Sensing Industry Connect comes to UTS

The NSW Smart Sensing Network welcomed the diverse smart sensing community over informal drinks and networking at UTS this month. The quarterly event attracts a wide variety of entrepreneurs, manufacturers, designers, developers and researchers of smart sensing and offers a chance to connect and share opportunities.  

Vice-President of Research & Development at AgriWebb, Dr Kenneth Sabir.

Pro Vice-Chancellor (Research) at UTS, Professor Chris Turney, welcomed the audience to UTS for the event and spoke of the value of university-industry collaboration.  

Vice-President of Research & Development at AgTech startup, AgriWebb, Dr Kenneth Sabir, spoke about his own experience of the power of collaboration for R&D impact. 

AgriWebb was founded in Australia in 2014 and has now expanded to North America, South America, Europe, South Africa and New Zealand. 

Their livestock management technology has helped 14,000 users transfer from “trial and error” pen and paper being the go-to record-keeping tool on the farm to a data-driven method of farm management. 

NSW Smart Sensing Network Chief Operating Officer Nicholas Haskins (left) and Pro Vice-Chancellor (Research) at UTS, Professor Chris Turney.

 More than 60 million animals – sheep and cattle – on more than 5,000 farms have been managed by the AgriWebb system. 

“How do you improve your business without knowing your business?,” Dr Sabir said. 
 
He also described some of the challenges around AgTech, such as the challenge of recruiting engineers “who would prefer to work at Google” but who get excited once they learn they will be working with IoT and satellites.   
 
How to use the data from the 60 million animals they have collected over eight years is another challenge. 

AgriWebb’s livestock management technology has helped 14,000 users transfer from “trial and error” pen and paper to a data-driven method of farm management. 

Dr Sabir described AgriWebb’s involvement in the multi-partner project FORAGECASTER, a four-year research project which is proposing to develop a grazing planner.  

It accounts for seasonal forecasts, pasture growth and livestock growth, and understands pasture quality from remote sensing.
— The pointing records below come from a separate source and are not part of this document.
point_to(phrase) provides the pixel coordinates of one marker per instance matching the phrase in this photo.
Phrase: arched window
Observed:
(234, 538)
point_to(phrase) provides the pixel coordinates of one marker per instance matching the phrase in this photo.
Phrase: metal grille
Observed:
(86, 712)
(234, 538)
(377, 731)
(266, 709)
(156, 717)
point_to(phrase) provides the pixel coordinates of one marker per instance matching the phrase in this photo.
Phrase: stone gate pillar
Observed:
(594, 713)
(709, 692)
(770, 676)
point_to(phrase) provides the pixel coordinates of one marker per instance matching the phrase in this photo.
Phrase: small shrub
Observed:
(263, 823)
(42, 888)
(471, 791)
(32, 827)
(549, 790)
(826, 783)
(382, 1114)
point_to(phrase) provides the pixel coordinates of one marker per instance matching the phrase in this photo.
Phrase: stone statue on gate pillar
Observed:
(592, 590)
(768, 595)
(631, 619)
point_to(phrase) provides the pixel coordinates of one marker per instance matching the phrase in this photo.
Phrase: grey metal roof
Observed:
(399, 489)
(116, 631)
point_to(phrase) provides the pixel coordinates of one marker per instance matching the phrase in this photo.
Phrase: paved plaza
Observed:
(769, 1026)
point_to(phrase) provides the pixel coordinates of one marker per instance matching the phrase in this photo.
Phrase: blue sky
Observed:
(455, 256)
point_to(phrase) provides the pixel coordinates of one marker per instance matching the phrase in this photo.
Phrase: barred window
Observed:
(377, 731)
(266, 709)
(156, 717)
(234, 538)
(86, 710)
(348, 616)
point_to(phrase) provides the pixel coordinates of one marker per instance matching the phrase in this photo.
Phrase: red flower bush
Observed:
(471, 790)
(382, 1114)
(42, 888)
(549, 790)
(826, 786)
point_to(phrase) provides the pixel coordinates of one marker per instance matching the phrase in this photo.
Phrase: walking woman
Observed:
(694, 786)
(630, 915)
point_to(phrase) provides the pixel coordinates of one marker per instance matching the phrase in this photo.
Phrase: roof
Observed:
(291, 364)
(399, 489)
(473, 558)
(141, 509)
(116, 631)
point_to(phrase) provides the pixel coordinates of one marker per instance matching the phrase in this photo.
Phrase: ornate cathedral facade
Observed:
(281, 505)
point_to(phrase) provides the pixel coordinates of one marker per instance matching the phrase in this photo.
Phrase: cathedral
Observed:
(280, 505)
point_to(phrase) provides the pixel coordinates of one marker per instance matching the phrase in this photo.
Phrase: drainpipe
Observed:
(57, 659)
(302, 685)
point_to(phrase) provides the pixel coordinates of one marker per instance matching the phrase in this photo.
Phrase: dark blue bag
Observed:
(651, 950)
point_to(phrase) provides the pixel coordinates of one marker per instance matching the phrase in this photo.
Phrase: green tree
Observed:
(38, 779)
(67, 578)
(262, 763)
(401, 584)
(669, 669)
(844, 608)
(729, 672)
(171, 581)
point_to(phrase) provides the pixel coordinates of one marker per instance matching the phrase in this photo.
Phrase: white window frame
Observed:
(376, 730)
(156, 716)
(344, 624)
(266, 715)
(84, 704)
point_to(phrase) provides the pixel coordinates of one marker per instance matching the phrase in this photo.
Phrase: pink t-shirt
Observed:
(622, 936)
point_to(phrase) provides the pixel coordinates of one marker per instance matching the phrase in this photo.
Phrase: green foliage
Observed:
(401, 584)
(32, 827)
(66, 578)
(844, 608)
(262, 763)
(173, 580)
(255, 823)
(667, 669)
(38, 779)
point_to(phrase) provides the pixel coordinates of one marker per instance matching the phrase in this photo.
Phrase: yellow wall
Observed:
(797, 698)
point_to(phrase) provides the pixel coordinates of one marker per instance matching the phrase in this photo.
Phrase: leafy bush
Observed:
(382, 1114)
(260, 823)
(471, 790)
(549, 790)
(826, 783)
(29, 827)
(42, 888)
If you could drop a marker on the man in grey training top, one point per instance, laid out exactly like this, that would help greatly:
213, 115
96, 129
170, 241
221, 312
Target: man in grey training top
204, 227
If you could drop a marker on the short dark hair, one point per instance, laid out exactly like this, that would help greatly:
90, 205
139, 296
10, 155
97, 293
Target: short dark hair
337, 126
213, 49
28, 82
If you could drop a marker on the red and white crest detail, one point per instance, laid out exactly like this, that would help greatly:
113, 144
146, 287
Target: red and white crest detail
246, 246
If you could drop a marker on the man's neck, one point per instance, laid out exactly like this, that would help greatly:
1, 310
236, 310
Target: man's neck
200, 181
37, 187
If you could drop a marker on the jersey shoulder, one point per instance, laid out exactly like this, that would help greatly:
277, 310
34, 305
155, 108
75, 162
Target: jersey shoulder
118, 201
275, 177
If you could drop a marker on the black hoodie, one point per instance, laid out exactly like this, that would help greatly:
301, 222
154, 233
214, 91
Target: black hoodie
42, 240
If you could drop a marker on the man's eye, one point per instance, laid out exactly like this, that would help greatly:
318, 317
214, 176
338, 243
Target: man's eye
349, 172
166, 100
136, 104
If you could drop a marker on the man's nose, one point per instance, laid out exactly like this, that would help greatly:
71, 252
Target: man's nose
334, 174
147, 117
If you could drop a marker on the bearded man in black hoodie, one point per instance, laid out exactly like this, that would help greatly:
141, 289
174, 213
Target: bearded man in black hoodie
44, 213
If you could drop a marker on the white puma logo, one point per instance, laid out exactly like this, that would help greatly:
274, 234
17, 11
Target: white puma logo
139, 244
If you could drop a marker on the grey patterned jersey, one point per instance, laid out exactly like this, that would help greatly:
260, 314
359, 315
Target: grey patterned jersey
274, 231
It will also give accurate livestock growth predictions by machine learning across 60 million head, as well as provide sustainability reporting. 

AgriWebb have set up a new R&D Group which will foster collaboration to push agricultural research with universities, government, industry bodies, research institutes and integration partners.  

Members of the sensing industry and researchers from across the sensing ecosystem attended the event.

The UTS event was the last in the Sensing Industry Connect series for 2023 but the series will return in February 2024 at UNSW in Kensington.